Come back to Hebrews 6. These first, repentance and faith toward God, we go back to the Old Testament and find the beginning word of that, the foundation, the ABCs. You don't get the full development until you get to the New Testament, but we learn certain things about it.

The third thing mentioned is the beginning of verse 2, “instruction about washings,” instruction about washings. There was some confusion here because the King James translated this word translated washings as baptisms. And it's a similar word. The word used here is baptismos, you hear the word baptis mos, the end of that is os as we would have it. That's not the word for baptism, like the baptism of John or Christian baptism. That word is baptisma. So even though it is very similar, it is different. This word is never used of baptism like John did or Christian baptism in the New Testament. So the translated washings gives you the idea. It's only used two other times in the New Testament in addition to this verse in Hebrews. And another reason it is not referring to Christian baptism is it's used in the plural. And we talk about the baptism of John or baptism of Christians, it's always in the singular.

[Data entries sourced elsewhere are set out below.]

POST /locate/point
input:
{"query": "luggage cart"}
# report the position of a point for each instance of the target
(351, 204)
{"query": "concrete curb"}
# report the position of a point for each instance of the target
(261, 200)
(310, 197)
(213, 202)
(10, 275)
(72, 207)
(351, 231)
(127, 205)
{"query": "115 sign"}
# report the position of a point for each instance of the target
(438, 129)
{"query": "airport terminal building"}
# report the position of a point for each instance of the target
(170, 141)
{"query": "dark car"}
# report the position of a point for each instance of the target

Turn over to Hebrews 9, see another use of this word. Look at verse 10, and he's talking about here the gifts and sacrifices and offerings made under the Old Testament, the Levitical system. Verse 10, “since they relate only to food and drink and various washings.” You see he is talking about the Old Testament, there were various washings that had to go on. If you had been defiled in a certain way, you had to wash yourself according to certain instructions, certain utensils. If they had come in contact with something, they had to be washed and cleansed, symbolizing the requirement that God requires purity in His people, separation from defilement. And the only other use of this particular word translated washings is in Mark 7:4, and you'll find it's another Jewish context, He's talking about Jewish washings of certain items and so on.

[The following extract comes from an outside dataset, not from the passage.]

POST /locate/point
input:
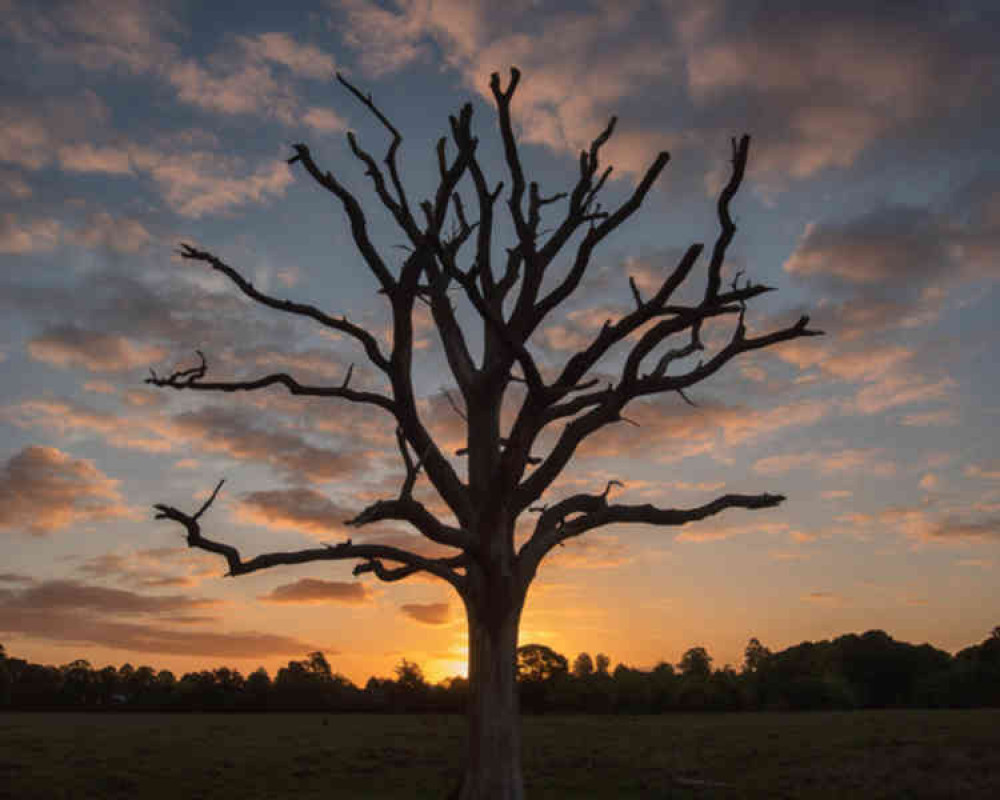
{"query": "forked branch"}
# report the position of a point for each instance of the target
(347, 550)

What he is doing here back in Hebrews 6:2, he's referring to the ceremonial washings that were characteristic of the Levitical system. We're not going to go back and look at those, if you go back in the Law in Exodus 30:18-19, just as an example. Numbers 19. And if you are familiar at all with the Old Testament Law, the various washings that were instructed and how they were to be carried out and so on. They were all to symbolize God requires holiness of His people, be separate. So we have the quote, Paul wrote to the Corinthians, God said, “come out from among them and be ye separate, says the Lord.” He says they are to be a separate people for Him. So they indicate you are to be undefiled, you are to live holy, separated lives. They are instructed, “you shall be holy for I am holy,” separated from sin and defilement. So these washings, they in themselves couldn't cleanse a heart, but they could be the foundation and the ABCs for preparing the people to understand and appreciate it. To be accepted before a holy God they will have to experience holiness, freedom from defilement. And God prepared them when He prophesied the coming new covenant. In Ezekiel 36:25 He said, “then I will sprinkle clean water on you and you will be clean.” And that's in the context where He promises to give them a new heart. You see these ceremonial washings that only could touch the external, I mean, you can't get in and wash a heart with physical water. But it could remind the people and prepare them for the coming of the One who would provide inner cleansing, freedom from defilement and the holiness that would enable one to be acceptable before God.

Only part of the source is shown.